It’s important to remember that LIBOR exists because panel banks provide LIBOR submissions to the ICE Benchmark Association, which in turn uses those submissions to publish LIBOR rates in a number of currencies. While a number of banks do not like making LIBOR submissions, they have agreed to submit LIBOR through the end of 2021. (That is where the December 31, 2021 date comes from; it is not a regulatory fiat.)

So unless the LIBOR panel banks announce that they intend to submit LIBOR beyond December 31, 2021, we still must assume that LIBOR ends then.

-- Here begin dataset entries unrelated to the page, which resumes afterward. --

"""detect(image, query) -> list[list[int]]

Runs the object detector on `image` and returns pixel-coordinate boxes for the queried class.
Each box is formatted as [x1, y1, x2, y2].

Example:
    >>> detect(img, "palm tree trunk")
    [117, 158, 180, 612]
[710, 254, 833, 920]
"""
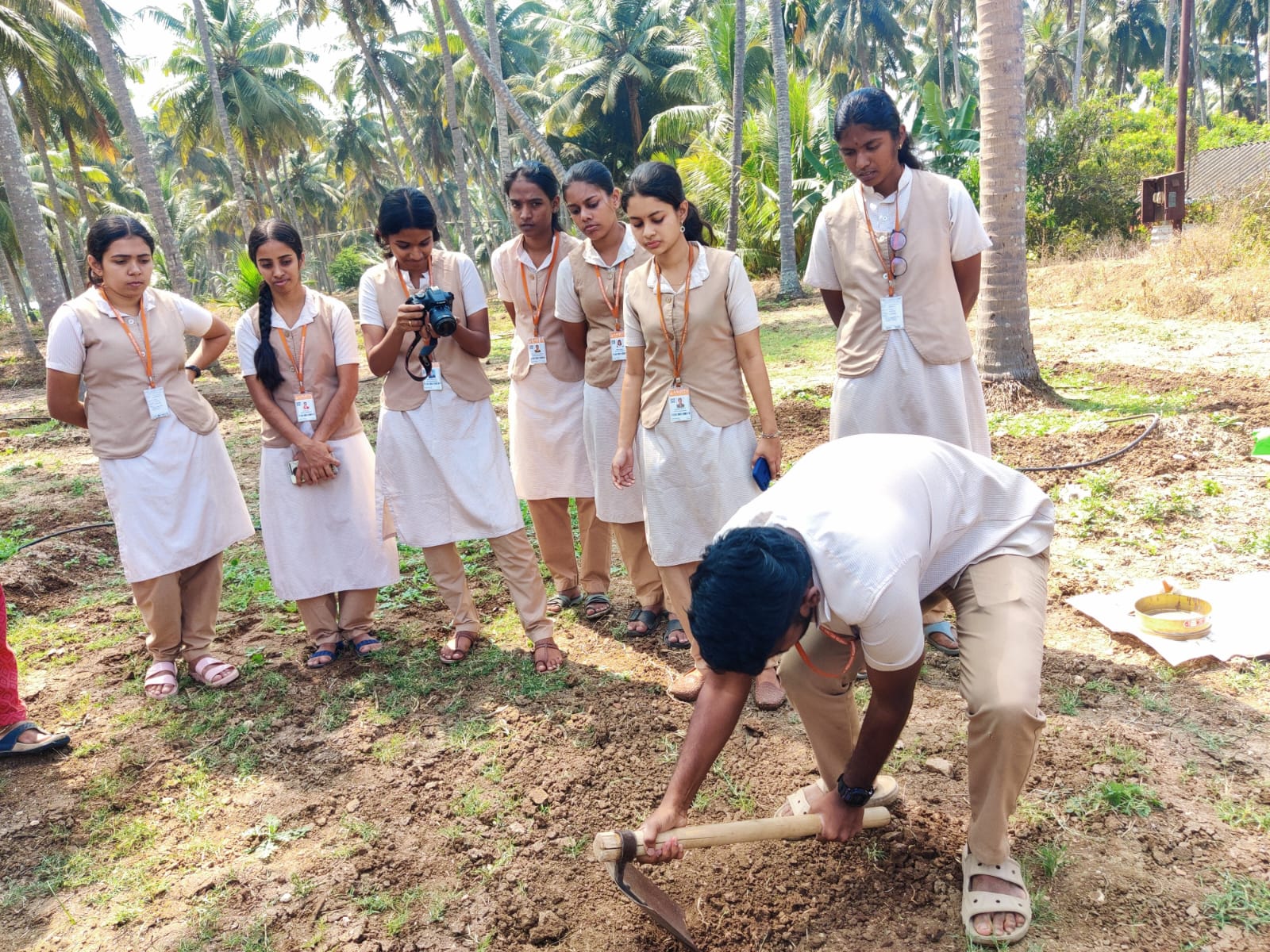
[432, 0, 476, 258]
[485, 0, 512, 179]
[81, 0, 193, 297]
[339, 0, 441, 214]
[728, 0, 747, 251]
[0, 84, 66, 328]
[193, 0, 252, 241]
[767, 0, 802, 297]
[976, 0, 1041, 389]
[17, 80, 75, 297]
[0, 251, 40, 362]
[61, 116, 93, 279]
[1164, 0, 1179, 86]
[1076, 0, 1088, 105]
[444, 0, 564, 179]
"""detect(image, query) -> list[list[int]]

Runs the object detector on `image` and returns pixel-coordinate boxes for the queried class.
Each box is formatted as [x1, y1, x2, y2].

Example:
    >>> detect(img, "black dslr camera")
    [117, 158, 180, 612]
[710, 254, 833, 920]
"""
[405, 287, 459, 338]
[405, 287, 459, 381]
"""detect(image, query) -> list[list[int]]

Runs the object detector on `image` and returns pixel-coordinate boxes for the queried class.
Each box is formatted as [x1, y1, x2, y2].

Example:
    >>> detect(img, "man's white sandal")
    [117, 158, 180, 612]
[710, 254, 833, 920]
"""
[961, 846, 1031, 946]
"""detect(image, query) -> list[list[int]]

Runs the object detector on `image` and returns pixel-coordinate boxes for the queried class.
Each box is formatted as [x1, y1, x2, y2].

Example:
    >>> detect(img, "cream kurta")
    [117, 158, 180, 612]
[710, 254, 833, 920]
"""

The FCA posted a statement to that effect on March 25th. Specifically, the U.K. regulator states “[t]he central assumption that firms cannot rely on LIBOR being published after the end of 2021 has not changed and should remain the target date for all firms to meet. The transition from LIBOR remains an essential task that will strengthen the global financial system. Many preparations for transition will be able to continue. There has, however, been an impact on the timing of some aspects of the transition programmes of many firms. Particularly in segments of the UK market that have made less progress in transition and are therefore still more reliant on LIBOR, such as the loan market, it is likely to affect some of the interim transition milestones.” On the last point (around loans), one U.K. interim milestone recommended that no sterling LIBOR issuances occur after the end of 3Q 2020. That had been viewed as challenging for loans; nonetheless, any potential change in such interim milestones still does not mean that LIBOR will continue past December 2021. Again, that is for the LIBOR panel banks to decide.